Global Witness said it had found revenues from some oilfields published by Sudan's Ministry of Finance -- among the figures used to calculate the southern share -- were lower than revenues for the same oilfields published by operator China National Petroleum Corporation (CNPC).

No one from Sudan's Ministry of Finance or of Energy and Mining was immediately available for comment.

The study "raises serious questions about whether the revenues are being shared fairly," said a statement by Global Witness, a group which campaigns against conflict and corruption related to natural resources.

"Mismatches of this magnitude represent potentially massive sums of money."

Global Witness campaigner Rosie Sharpe told Reuters in an email the extent of the discrepancy varied from field to field and year to year "but is of the order of 10 percent."

The group's statement said a total undercount of 10 percent since 2005 would mean "the southern government would be owed more than $600 million."

TIMING SENSITIVE

Sharpe told Reuters the findings did not necessarily mean the Khartoum government was cheating the south out of money.

"It could be that it is the oil company that overstates the figures, although the figures do come from their annual report, an official publication of a multi-billion dollar company."

Sudan currently pumps some 500,000 barrels of oil a day, much of it found in the south.

The findings come at a sensitive time for Sudan, which has national elections scheduled in April 2010 and a referendum on southern independence in 2011. Any return to conflict would have a disastrous impact on Sudan and the surrounding region.

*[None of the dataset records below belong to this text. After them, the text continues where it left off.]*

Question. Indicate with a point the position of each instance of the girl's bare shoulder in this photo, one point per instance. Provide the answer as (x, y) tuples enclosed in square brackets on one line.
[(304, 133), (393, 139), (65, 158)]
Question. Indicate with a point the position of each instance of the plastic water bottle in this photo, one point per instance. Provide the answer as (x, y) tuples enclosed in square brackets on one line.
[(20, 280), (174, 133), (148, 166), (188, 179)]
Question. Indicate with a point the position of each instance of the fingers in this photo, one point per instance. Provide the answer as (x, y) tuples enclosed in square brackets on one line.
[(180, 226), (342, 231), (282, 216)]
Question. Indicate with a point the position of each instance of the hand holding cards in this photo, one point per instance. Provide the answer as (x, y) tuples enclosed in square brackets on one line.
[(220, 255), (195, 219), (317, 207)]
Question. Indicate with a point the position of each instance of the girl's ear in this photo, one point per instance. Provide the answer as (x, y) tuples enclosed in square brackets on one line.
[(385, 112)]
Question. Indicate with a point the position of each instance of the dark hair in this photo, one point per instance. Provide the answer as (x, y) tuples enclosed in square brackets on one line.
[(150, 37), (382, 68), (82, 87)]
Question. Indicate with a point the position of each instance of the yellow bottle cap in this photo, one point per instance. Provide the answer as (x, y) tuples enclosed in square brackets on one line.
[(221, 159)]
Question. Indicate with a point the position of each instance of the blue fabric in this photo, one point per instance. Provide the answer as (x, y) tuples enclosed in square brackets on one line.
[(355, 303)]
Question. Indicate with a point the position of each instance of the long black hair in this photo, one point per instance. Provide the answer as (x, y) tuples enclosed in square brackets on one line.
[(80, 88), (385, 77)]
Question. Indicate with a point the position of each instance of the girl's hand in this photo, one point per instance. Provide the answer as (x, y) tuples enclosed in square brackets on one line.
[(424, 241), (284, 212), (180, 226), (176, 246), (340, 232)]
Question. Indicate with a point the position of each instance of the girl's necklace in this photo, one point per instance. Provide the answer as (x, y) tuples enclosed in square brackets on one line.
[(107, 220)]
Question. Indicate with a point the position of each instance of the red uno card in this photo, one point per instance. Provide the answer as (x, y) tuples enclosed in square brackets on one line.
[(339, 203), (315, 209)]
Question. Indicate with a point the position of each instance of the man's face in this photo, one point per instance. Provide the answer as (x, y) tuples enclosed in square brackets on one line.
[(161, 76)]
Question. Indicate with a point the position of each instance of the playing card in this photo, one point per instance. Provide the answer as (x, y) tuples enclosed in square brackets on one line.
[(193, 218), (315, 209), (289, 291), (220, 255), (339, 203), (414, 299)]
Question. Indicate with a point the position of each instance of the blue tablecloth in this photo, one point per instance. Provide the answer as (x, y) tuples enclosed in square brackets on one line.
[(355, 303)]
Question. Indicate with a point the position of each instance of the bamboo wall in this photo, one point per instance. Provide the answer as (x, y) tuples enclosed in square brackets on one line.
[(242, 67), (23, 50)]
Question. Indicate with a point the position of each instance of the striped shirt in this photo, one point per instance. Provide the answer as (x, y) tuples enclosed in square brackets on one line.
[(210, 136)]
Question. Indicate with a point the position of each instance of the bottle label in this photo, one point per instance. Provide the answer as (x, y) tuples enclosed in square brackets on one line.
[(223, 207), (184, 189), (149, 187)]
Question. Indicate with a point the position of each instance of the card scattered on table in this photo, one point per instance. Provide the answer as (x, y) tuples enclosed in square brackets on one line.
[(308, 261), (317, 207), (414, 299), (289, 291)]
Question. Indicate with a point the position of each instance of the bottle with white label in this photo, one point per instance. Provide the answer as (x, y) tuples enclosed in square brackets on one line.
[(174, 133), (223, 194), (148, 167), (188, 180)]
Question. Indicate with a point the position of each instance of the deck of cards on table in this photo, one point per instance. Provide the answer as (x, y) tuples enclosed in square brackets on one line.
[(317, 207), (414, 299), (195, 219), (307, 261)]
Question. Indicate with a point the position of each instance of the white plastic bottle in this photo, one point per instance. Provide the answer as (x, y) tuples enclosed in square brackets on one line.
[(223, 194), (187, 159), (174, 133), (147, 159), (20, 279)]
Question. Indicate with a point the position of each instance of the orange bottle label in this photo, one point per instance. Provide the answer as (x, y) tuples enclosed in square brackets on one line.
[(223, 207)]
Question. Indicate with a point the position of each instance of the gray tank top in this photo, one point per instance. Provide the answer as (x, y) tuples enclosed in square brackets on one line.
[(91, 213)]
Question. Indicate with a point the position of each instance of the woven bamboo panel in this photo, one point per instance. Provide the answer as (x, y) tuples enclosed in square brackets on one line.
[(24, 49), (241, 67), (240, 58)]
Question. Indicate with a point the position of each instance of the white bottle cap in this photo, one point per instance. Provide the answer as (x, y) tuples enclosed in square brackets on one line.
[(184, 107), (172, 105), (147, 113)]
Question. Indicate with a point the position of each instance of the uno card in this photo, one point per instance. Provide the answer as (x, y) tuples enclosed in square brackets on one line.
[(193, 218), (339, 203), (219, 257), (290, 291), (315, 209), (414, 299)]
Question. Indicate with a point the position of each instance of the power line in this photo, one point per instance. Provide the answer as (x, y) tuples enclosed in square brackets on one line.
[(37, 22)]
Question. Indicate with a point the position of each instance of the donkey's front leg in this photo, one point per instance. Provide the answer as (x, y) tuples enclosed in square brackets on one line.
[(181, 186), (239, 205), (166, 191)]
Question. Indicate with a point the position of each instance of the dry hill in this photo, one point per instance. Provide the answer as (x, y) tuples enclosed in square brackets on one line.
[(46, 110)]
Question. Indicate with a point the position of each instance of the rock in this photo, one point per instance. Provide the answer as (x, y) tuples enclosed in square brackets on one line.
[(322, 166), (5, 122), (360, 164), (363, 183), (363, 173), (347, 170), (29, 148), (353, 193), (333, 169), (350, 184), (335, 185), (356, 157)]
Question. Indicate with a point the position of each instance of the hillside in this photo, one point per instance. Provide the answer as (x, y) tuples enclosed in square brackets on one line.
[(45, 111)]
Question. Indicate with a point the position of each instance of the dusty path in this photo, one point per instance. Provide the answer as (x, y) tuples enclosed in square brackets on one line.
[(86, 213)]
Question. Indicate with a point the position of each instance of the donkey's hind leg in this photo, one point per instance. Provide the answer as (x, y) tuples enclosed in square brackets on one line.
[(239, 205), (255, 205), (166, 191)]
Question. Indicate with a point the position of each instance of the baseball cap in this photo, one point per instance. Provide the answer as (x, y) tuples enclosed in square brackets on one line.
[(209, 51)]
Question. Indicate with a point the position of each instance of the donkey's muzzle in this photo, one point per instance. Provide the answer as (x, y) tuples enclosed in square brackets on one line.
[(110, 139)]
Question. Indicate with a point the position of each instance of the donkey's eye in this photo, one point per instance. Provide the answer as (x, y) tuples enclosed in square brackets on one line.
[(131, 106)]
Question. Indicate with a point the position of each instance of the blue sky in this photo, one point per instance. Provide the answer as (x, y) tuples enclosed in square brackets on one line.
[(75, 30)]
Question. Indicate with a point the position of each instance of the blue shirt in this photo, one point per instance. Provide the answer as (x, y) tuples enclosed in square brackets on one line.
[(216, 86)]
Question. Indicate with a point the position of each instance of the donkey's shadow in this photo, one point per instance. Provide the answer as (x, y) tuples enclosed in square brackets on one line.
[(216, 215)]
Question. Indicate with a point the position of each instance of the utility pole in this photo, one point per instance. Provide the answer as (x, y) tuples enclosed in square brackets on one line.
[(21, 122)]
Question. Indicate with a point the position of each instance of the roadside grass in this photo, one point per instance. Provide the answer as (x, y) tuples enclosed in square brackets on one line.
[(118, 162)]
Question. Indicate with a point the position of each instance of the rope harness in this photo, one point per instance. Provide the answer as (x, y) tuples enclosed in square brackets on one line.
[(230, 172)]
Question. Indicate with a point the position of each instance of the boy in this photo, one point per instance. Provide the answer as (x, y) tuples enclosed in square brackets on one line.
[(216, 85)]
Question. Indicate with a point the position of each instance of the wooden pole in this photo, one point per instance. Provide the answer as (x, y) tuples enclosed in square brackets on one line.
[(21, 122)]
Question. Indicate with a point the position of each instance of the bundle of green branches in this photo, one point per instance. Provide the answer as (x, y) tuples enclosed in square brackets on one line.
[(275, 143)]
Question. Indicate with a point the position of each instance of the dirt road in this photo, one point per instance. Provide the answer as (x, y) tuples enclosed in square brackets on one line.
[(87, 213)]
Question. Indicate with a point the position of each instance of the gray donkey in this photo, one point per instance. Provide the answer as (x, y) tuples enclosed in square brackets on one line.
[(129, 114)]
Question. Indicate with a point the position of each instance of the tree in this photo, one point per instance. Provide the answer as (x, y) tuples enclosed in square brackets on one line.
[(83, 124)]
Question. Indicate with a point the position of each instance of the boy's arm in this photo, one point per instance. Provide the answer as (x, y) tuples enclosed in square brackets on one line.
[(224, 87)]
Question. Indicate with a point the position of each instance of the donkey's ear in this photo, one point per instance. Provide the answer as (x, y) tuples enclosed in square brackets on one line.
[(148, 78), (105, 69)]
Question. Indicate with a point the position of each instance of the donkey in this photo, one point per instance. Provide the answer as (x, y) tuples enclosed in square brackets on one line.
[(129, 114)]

The south's former rebel Sudan People's Liberation Movement (SPLM) is part of the coalition government in Khartoum set up under the peace deal. But the SPLM has accused its northern coalition partner, the National Congress Party, of manipulating oil figures, particularly in contested border areas.

The Global Witness report titled "Fuelling Mistrust: the need for transparency in Sudan's oil industry" said researchers found a 9 percent discrepancy between government and company estimates for production in 2007 from Sudan's blocks 1, 2 and 4, run by the CNPC-led Greater Nile Petroleum Operating Company.

In 2005, Global Witness said there was a 26 per cent difference between government and CNPC reports for blocks 1, 2 and 4, combined with block 6, also controlled by CNPC.

The study found a discrepancy of 14 percent for 2007 figures from blocks 3 and 7, operated by the CNPC-dominated Petrodar.

It said it had not found significant discrepancies for oilfields in north Sudan, from which Khartoum does not have to pay revenues to the south.

Global Witness said there was also a lack of transparency in how Sudan's national government deducted money from southern revenues for pipeline fees and marketing costs.